Pra quem quer nos compreender

Manual de compreensão rápida da mulher -
Capítulo 324, parágrafo 96, versículo 853: a bolsa feminina.

Não há mulher que não carregue uma bolsa, por mais discreta que seja. É um hábito de explicação antropológica simples. Lá na Idade da Pedra os homens eram caçadores; as mulheres, catadoras e coletoras. Então não filosofe demais, simplesmente entenda assim: a bolsa feminina é um utensílio fundamental para a mulher cumprir seu papel na história humana.

Mas, atenção, apesar de ser um instrumento originalmente de trabalho, não nos mande catar raízes e frutos para o almoço, a vida evoluiu. A bolsa hoje faz parte da nossa personalidade. E você também não precisa matar javali pro jantar.

Entenda por que andamos com essa coisa a tiracolo, grudada no corpo como bebê em fase de amamentação. Ela tem nome, e será tão defendida quanto nossa melhor amiga. Então não chame uma bolsa feminina de sacola, seu primata desorientado. Você não gostaria que chamassem seu calibre 38 de tacape.

Observe por aí: a tendência moderna traz a incrível, maravilhosa e enorme maxibag. As maxibags são praticamente cavernas! Ali dentro cabe tudo, até a pia da cozinha. As bolsas pequenas obrigam a mulher a escolher entre levar o batom ou a chave de casa, e ela carrega – óbvio - o batom. Nas maxibags entram batons de três tons, o gloss e toda linha de cosméticos, o secador de cabelo, escova de cerdas de alce canadense, pílulas de vitamina e afins, creme hidratante para mãos secas, uns carnês, algum casaquinho para o caso de esfriar, e ainda dá pra acomodar o celular (inclusive o seu). O problema é quando toca o celular e temos que mergulhar dentro da bolsa. Há o risco de se espetar no alicate de unhas ou topar no ferro de passar roupa que deixaremos no conserto no dia seguinte.
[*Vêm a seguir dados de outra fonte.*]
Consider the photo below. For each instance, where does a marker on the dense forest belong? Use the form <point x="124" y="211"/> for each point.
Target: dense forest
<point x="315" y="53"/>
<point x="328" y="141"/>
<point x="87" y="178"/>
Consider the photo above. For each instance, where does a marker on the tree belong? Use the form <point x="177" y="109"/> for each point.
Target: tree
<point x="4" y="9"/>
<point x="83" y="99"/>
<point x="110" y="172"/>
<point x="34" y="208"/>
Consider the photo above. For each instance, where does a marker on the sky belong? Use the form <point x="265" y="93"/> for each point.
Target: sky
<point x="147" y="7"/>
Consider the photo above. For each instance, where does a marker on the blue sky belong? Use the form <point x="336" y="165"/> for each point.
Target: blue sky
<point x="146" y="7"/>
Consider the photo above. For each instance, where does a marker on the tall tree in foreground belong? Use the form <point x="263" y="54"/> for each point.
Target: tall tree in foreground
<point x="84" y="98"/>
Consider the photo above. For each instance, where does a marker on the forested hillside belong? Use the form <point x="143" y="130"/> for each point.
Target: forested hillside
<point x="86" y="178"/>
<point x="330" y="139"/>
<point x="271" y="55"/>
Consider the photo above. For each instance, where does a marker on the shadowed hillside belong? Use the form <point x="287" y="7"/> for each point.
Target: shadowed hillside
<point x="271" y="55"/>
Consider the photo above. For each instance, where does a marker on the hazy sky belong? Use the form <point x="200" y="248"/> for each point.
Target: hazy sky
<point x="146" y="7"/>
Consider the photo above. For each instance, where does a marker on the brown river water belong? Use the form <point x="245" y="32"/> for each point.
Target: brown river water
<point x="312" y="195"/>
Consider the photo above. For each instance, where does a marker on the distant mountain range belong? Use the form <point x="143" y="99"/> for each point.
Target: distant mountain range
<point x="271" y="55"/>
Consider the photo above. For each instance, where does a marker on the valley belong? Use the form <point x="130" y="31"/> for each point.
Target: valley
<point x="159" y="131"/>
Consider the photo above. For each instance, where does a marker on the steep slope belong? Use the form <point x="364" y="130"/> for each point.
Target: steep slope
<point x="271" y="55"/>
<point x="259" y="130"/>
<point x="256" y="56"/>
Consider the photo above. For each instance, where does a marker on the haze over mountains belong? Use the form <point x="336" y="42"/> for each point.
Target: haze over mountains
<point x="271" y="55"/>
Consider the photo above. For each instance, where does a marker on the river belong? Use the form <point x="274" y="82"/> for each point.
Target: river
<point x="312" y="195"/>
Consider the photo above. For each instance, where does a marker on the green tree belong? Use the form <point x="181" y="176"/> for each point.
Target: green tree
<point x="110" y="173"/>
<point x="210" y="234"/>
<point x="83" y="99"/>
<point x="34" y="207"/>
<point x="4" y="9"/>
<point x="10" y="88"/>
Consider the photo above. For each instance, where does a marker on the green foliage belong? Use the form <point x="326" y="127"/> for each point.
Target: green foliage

Dá pra imaginar também o grau de invasão que é mexer na nossa bolsa? Abrimos facilmente o coração, abrimos espaço na agenda apertada, podemos até abrir as pernas sem maiores delongas, mas as bolsas, não, não e não. Não ouse entrar na intimidade das nossas bolsas sem ser claramente autorizado. Podemos ficar primatas de repente e atacar com as unhas (vermelhas, claro, que a evolução trouxe novidades e cores).

Você finalmente haverá de nos perdoar, então, por gastarmos um troco além do razoável para ter várias bolsas, de diferentes cores, tamanhos e materiais. Sabe, quanto mais diversificado o estoque, mais marcante e intensa fica a nossa existência. É instintivo, precisamos estar quites com nossa porção pré-histórica. Posso imaginar a mulher paleolítica arrancando sorrateira e discretamente uns pedaços da cama de bambu do seu amado, para cerzir uma nova bolsa esportiva e ecologicamente correta. Deveria ser perdoada.

Acaso instinto primitivo tem a ver com razão? Não venha agora, após seiscentos mil anos, questionar a importância das nossas bolsas. Há um mundo ali dentro e uma história por trás. Use seu raciocínio masculino objetivo e evoluído e simplesmente aceite. Já aproveite pra guardar ali sua carteira. Mas de olhos fechados. E com cuidado pra não se machucar no estilete que deve estar num dos compartimentos da esquerda.

Tatiana Druck
Crônica - 2o lugar Concurso Mário Quintana 2009

Um comentário:

  1. Pelo visto, não fazia muito sentido o que diziam os ladrões das histórias em quadrinhos ("a bolsa ou a vida!"). A bolsa parece ser a vida, inseparável dela - ou, pelo menos, um resumo, uma vida concentrada. Uma selfie, só que mais reveladora, mais complexa, com mais camadas (e bota mais camadas nisso).